Alive, I served his dreams.
                 A draught of the poppy
                 granted me release; 
                 sleep came as easily as weeping.
                 And then no more, I thought,
                 would I have to play the muse.

                 No blessed damozel, 
                 I never once
                 leaned down from heaven
                 or peered up from hell,
                 a load of lilies in my arms,
                 stars marring my brow,
                 demanding adoration.
                 If he pursued my image
                 down death’s dark alleys,
                 it was no concern of mine.
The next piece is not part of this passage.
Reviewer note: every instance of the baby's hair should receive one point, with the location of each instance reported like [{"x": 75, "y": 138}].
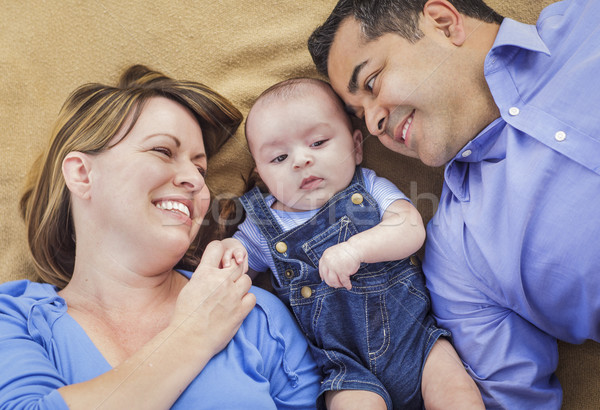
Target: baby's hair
[{"x": 294, "y": 88}]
                 Seven years after my burial
                 when hands reached down 
                 into my grave,
                 I felt no surprise—

                 but oh, those hands reached past me,
                 past the hair he loved,
                 my gold-red hair still
                 growing bright about my bones,
                 to raise up 
                 to light and life
                 only his abandoned manuscript.

                 I gave him a gift then,
                 set free into the skull-grey pages
                 a single golden strand of guilt.
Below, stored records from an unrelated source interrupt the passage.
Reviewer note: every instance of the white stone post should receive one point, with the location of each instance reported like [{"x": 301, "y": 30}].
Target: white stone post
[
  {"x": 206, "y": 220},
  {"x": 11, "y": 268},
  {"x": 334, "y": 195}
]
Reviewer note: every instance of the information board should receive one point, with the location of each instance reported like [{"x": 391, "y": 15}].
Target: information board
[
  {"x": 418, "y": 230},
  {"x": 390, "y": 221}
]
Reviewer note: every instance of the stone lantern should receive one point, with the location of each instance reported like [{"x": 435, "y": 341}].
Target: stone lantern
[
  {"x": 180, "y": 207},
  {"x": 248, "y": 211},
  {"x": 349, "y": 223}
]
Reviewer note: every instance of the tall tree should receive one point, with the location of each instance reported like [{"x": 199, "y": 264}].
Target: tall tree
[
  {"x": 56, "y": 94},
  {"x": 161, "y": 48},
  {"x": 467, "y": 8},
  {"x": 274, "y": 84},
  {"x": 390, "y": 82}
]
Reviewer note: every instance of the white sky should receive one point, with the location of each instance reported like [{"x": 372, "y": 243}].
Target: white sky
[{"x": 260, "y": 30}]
                 Is that me crossing Cheyne Walk?
                 Do I fly into his hands on chaffinch wings,
                 giggle behind the garden door,
                 shimmer in the gaslight,
                 hover nightly at his bedside?
                 Neither oculists nor occultists
                 can cure him.  
                 Long may he enjoy
                 my inspiration.



Sandi Leibowitz is a native New Yorker who writes fantasy fiction and verse, often based on myth, folklore, and fairy tales. Her work has appeared in such places as Goblin Fruit, Mythic Delirium, Strange Horizons, Apex, Luna Station Quarterly, and Ellen Datlow’s Best Horror of the Year, vol. 5. She has been haunted by the Pre-Raphaelites, especially Rossetti and Burne-Jones, since she was a young girl.

“If I could be any old thing, I would be an antique Arts and Crafts brooch, perhaps amethyst, opal and moonstone with curling silver leaves. I would be an odd thing for years neglected, out of fashion, made from materials too inexpensive to be worth melting down and yet too precious to toss away. In my velvet box I’d wait for just the right person to discover me and exclaim what a marvel I was, how exquisitely wrought, who’d take me from my box and proudly wear me.”